No law of physics (still excluding weak nuclear interactions)
can make a prediction based on _one_ application of the cross
product or any other RH rule. The observable predictions always
involve _pairs_ of RH rules, so that the second one undoes the
mischief done by the first one. Example: the magnetic field
pseudovector B is defined using a cross product; this is undone
by the cross product that appears in the Lorentz force law.

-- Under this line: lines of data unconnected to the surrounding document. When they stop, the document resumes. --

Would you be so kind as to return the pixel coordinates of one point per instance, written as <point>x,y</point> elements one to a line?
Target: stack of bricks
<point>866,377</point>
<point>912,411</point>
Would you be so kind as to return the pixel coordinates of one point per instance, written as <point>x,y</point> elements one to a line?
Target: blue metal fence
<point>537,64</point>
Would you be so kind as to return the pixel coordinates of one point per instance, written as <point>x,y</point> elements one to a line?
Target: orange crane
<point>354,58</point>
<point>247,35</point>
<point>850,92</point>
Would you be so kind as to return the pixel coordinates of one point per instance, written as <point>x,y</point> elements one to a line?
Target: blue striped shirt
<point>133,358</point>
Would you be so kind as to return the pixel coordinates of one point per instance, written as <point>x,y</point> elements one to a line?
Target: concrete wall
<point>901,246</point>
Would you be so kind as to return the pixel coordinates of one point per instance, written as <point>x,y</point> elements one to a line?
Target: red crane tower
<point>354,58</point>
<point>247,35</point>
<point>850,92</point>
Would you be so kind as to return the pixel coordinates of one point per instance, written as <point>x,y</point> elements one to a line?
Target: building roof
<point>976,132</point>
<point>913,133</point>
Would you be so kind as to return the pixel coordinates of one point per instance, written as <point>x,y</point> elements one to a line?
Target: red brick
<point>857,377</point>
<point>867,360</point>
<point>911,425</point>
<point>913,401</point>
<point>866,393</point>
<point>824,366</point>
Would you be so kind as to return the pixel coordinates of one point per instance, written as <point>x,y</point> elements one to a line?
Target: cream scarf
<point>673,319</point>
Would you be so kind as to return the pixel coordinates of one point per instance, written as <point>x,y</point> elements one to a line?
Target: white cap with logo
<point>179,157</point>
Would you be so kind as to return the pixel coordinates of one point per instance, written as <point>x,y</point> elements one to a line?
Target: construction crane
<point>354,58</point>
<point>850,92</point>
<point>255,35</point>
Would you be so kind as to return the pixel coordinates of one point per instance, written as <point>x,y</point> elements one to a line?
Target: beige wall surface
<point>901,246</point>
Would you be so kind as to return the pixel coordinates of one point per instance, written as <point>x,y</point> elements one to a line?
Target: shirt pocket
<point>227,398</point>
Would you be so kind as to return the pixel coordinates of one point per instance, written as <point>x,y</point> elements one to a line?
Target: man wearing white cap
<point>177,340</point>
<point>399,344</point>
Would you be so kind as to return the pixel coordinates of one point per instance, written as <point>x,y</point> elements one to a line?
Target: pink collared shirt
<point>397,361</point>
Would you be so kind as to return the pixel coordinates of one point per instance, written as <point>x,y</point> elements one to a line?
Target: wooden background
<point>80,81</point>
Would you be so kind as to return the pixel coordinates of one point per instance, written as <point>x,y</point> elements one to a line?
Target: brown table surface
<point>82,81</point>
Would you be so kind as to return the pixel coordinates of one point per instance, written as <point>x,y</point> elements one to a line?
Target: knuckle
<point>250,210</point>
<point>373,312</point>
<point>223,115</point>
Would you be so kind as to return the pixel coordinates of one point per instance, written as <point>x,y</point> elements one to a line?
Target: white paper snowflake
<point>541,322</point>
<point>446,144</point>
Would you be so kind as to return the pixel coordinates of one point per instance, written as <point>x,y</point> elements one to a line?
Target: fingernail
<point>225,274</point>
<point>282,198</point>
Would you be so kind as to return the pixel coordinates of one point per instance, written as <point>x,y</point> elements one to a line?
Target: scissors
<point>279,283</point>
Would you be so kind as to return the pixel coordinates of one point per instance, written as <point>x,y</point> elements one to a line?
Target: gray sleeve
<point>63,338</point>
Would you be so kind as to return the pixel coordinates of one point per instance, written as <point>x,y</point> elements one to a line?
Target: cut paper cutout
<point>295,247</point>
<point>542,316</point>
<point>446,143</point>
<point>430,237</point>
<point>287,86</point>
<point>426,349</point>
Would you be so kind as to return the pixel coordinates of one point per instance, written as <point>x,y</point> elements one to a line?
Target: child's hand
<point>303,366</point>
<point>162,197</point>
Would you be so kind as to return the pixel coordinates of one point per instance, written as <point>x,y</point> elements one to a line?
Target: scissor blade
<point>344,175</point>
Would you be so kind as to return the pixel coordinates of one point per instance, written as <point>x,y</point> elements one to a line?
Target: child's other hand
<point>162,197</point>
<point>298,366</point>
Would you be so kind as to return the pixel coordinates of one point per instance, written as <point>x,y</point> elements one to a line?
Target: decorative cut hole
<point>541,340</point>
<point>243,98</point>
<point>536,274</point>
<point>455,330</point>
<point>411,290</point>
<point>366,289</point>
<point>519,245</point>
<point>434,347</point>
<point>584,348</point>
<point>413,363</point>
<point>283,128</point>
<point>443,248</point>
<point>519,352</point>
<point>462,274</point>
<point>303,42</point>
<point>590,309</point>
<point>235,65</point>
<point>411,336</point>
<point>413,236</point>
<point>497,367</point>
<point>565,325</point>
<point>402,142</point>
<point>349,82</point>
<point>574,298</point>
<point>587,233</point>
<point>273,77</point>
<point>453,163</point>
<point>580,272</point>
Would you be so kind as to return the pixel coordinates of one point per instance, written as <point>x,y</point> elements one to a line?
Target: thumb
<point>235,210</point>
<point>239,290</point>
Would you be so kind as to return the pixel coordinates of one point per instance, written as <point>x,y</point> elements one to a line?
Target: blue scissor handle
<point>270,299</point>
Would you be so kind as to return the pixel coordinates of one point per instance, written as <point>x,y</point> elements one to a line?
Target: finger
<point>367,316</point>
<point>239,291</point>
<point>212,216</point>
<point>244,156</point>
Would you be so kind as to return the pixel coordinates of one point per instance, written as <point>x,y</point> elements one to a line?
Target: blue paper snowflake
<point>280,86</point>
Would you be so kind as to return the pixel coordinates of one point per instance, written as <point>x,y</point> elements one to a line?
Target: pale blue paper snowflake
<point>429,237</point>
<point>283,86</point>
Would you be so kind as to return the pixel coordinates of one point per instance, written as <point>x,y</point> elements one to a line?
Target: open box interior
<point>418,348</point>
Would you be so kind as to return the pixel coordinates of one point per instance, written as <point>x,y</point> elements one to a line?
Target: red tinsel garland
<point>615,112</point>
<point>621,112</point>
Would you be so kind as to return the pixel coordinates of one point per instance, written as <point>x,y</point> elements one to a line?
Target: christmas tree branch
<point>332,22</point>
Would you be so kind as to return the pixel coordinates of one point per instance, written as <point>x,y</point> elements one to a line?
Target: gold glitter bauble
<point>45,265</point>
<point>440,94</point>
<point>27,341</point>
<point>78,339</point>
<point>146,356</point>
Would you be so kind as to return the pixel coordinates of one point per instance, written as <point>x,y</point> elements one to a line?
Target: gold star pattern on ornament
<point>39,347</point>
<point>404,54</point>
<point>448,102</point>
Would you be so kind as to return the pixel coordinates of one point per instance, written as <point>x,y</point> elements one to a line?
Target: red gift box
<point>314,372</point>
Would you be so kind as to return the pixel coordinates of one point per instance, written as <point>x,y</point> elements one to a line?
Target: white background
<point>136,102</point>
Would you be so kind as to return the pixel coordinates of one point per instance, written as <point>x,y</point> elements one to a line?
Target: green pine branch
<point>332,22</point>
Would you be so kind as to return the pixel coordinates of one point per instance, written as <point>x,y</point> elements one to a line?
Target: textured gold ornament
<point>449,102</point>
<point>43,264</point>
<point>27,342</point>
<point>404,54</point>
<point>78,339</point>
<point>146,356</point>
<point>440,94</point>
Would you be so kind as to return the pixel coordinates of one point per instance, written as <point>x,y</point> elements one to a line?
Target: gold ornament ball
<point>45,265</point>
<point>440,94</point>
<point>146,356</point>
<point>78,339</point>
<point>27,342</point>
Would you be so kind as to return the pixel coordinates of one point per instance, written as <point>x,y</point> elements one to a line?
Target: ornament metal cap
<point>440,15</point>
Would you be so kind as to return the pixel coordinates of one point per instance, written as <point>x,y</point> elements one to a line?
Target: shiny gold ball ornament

The Clifford Algebra approach doesn't represent magnetism by
a pseudovector (but rather by a bivector), doesn't use cross
products in the Maxwell equations, and doesn't use cross products
in the Lorentz force law.

You can write down the axioms of Clifford Algebra without
specifying a handedness.

You have the option of _extending_ this by specifying the
handedness, e.g. by sorting the basis vectors into an ordered list,
but you don't have to (unless you are describing weak nuclear
processes); the unhanded version just treats the basis vectors
as an unordered set.

The unit pseudoscalar (i) is chiral in D=3 and higher. But I'm
claiming that almost all the laws of physics (i.e. all except
weak nuclear processes) can be written without using any such
critter. The axioms of Clifford Algebra permit but do not require
the construction of any such critter.

==================

For further reading:
The Feynman Lectures on Physics, volume III chapter 17

http://hyperphysics.phy-astr.gsu.edu/hbase/particles/cpt.html
http://hyperphysics.phy-astr.gsu.edu/hbase/particles/kaon.html

PS there seems to be a lot of good stuff at that Georgia State
"hyperphysics" site. You might want to look around a bit.